2) The rights: deeds, easements, and “who can use what”
This part matters the most. A driveway can cross land you don’t own, yet an easement can still give you the legal right to use it. On the other hand, a well-worn lane might have no easement at all. That gap creates risk.
3) The ground truth: monuments, corners, and occupation clues
Surveyors don’t guess. They hunt for boundary evidence—monuments, pins, irons, old marks, fences, and long-standing features. Then they compare those clues to what the records describe. If something looks off, they flag it early.
That same mix—records, rights, and ground proof—sits at the heart of the Mora case. And it’s exactly why due diligence matters.
The road-right surprises buyers see most often
Let’s make this real. These problems show up again and again:
“The road is there, so I can use it.” Not always. A road can look public and still be private.
“The county plows it, so it must be public.” Sometimes yes, sometimes no. In rural areas, maintenance stories get messy fast. People also confuse informal help with official duty.
“The seller said it’s fine.” Sellers don’t grant legal rights with a sentence. Paper does.
“My lender didn’t mention any of this.” Lenders focus on financing. You must protect yourself from risk.
So, if you see “shared access,” treat it like a flashing light. You can still buy the property. However, you should confirm the access story before you sign.
Smaller lots, Bigger consequences
You might think shared access only hits cabins and gravel roads. Actually, Minneapolis brings its own version of the same drama—just tighter, faster, and often more emotional.
For example:
- Two homes share a single driveway, and both owners assume they “own half.”
- An alley provides access, but fences, garages, and remodels blur lines over decades.
- Older plats create odd lot angles, and the “obvious” boundary doesn’t match the record.
- A new buyer wants to pave or widen a drive, and the neighbor says, “Not on my land.”
Because lots run tight, even a foot can trigger a fight. And once you pour concrete, you don’t want to rip it out later.
That’s why the same lesson from Mora applies here: verify access before you invest in the property—or improvements.
How to talk to a surveyor so you get clear answers
You don’t need fancy language. You just need clear facts.
When you call, say something like:
“I’m under contract on a property. The access looks shared. I want a due diligence survey focused on legal access and any boundary issues tied to that access.”
Then add what you know:
- What route you use to enter the property
- Any gates, signs, or neighbor drive crossings
- What the listing claims
- Any documents the seller provided (even if messy)
Also, ask the surveyor to explain results in plain terms. A good pro will tell you what they can confirm, what looks risky, and what needs more digging.
What you should do before closing
Even if you plan to hire a surveyor, do a quick reality check first:
Drive the access route slowly. Then ask yourself:
- Does it cross another parcel?
- Does it change shape or split?
- Does it run right beside a fence line?
- Does a neighbor treat it like “their” driveway?
Next, save photos. Grab a short video too. Those details help a lot, especially when records look old or unclear.
Most importantly, don’t rely on “everyone uses it” as your safety plan.

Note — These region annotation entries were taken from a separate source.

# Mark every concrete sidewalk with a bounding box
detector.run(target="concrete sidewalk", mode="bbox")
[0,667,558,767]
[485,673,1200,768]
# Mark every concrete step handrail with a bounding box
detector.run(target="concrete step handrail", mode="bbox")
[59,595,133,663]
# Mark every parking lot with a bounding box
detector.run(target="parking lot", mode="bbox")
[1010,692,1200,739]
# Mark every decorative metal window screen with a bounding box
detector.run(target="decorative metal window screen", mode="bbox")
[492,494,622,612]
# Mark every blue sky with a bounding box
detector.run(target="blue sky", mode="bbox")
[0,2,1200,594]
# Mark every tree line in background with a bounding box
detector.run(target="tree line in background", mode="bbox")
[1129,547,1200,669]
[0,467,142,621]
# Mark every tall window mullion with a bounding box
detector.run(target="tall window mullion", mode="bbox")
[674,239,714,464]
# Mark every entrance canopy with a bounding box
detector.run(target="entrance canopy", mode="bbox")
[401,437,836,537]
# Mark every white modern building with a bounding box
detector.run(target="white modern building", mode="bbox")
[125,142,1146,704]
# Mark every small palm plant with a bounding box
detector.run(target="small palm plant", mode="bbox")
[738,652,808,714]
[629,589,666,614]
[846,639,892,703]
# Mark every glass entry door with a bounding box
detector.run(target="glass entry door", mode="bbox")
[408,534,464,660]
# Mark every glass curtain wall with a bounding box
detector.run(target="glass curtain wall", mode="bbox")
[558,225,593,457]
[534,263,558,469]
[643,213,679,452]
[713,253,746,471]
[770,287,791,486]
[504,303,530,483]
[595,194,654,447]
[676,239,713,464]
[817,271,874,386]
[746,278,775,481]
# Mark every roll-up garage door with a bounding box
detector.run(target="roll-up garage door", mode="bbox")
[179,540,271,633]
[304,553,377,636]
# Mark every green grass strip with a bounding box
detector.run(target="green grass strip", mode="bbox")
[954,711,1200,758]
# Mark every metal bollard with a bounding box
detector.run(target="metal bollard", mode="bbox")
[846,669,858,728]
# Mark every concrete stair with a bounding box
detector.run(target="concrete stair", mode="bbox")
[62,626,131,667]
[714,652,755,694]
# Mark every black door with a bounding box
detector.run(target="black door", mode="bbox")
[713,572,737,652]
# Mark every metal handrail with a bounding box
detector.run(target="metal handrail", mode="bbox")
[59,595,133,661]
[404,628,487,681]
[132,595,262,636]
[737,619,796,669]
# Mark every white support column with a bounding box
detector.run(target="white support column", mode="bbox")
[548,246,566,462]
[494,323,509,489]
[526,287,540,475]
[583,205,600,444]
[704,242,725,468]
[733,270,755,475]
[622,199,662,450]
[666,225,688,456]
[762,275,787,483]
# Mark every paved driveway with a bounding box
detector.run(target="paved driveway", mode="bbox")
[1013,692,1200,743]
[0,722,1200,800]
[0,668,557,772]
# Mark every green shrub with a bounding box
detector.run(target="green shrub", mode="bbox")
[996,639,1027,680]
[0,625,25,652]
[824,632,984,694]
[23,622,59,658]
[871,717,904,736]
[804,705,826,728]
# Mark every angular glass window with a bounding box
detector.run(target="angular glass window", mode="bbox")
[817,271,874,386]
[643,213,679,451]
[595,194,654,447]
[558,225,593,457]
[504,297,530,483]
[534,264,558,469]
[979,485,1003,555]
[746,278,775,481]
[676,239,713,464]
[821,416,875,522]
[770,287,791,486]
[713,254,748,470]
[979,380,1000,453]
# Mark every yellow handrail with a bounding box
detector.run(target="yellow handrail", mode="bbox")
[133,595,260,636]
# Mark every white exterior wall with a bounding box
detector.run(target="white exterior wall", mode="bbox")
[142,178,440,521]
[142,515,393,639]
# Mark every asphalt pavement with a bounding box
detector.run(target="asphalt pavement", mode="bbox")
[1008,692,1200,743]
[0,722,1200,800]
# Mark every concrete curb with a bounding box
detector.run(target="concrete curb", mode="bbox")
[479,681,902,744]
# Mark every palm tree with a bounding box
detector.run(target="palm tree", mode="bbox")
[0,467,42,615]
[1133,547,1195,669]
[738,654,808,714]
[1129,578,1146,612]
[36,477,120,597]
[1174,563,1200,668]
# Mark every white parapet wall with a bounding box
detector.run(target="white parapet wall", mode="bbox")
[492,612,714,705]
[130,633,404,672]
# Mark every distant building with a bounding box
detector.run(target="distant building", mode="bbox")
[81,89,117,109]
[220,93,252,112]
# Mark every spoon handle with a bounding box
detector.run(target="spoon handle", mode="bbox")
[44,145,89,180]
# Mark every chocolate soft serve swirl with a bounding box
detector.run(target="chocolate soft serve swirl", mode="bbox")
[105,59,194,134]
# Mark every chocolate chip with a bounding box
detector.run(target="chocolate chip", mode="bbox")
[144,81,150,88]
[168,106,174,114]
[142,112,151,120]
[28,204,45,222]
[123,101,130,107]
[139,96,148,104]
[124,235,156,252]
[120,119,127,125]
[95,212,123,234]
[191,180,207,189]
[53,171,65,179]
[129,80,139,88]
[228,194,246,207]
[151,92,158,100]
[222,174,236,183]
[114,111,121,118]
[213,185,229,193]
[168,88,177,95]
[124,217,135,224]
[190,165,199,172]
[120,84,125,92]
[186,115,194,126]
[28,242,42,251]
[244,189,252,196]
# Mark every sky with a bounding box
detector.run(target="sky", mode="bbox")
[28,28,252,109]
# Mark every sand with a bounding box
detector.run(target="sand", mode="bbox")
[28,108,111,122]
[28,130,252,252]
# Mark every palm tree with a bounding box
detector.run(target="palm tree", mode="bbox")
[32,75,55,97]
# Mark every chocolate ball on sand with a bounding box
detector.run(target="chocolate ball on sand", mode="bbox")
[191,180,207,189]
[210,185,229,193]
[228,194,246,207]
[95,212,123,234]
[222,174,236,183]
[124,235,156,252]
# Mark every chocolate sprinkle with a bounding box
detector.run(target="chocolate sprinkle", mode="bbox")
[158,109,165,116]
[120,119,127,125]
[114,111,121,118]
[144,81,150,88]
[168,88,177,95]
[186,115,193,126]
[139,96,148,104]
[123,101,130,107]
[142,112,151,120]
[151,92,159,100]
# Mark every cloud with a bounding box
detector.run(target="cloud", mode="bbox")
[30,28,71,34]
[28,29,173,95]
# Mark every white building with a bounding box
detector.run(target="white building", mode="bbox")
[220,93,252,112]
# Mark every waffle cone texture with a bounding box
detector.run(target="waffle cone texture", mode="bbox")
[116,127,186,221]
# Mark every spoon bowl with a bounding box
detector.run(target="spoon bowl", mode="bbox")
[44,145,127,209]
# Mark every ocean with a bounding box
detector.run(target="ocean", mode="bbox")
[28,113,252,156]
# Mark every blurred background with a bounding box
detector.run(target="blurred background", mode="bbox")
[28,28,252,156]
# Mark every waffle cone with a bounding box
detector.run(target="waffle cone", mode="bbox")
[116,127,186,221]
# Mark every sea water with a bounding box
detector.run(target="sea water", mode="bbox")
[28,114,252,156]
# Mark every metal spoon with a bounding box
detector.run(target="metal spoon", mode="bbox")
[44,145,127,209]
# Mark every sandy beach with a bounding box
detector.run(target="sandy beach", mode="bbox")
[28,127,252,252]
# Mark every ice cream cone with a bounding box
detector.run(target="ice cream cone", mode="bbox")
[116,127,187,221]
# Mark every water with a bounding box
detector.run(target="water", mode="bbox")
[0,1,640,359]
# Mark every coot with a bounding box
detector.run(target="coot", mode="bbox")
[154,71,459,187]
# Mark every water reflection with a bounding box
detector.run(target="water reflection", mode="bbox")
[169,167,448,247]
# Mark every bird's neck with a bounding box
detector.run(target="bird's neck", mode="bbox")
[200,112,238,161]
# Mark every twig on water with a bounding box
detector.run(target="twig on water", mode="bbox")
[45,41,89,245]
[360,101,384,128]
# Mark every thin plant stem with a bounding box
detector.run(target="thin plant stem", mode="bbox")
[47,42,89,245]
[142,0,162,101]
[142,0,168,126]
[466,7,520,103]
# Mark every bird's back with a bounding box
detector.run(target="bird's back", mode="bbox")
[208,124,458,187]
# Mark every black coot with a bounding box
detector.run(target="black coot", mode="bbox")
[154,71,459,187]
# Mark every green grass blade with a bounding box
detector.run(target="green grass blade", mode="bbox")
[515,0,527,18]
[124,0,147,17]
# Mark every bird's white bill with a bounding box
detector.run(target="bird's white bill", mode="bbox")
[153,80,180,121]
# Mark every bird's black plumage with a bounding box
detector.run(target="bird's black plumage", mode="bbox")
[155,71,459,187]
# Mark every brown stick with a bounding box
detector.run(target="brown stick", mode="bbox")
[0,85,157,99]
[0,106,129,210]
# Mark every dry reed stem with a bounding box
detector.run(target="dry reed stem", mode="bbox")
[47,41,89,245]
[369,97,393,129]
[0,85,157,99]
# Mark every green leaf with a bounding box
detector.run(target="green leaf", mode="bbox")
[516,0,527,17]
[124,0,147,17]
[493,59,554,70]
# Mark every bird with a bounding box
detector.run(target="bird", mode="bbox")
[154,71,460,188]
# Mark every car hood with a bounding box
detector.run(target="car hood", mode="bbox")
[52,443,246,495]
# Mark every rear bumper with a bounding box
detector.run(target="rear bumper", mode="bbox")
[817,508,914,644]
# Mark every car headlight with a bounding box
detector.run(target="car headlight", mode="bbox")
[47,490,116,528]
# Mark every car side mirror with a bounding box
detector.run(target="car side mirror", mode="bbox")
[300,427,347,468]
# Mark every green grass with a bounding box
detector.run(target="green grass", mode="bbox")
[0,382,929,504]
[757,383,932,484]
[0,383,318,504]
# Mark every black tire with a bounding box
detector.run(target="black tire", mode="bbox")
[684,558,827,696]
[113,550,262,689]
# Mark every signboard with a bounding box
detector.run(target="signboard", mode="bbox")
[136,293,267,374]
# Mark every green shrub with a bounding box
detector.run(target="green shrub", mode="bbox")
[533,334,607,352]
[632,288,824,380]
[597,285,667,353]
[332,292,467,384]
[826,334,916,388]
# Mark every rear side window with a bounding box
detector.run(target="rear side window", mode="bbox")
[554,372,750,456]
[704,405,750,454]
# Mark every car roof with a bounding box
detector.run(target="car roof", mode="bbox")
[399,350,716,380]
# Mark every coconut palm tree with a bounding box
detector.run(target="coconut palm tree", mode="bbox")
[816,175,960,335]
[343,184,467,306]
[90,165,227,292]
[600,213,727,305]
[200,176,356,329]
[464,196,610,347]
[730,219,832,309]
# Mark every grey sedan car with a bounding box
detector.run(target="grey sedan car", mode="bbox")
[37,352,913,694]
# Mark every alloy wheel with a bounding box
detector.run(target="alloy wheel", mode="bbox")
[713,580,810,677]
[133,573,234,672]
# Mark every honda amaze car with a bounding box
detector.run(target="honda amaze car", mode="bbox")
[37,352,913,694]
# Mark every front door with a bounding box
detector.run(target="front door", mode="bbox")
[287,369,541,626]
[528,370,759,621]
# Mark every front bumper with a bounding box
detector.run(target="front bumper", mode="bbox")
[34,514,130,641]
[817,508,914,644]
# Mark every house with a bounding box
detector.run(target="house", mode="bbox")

That exact mindset fuels disputes like the one playing out near Mora right now.
The bottom line
Land can look perfect and still hide a bad access story. And when access turns fuzzy, everything else turns risky—your building plans, your resale value, even your daily drive home.
So if you see “shared access,” don’t panic. Instead, get smart. Due diligence surveys help you confirm what you can use, what you truly own, and what could spark a road-right surprise later.
Because nobody wants to buy land and end up in a fight over one question: “Is it a road… or a driveway?”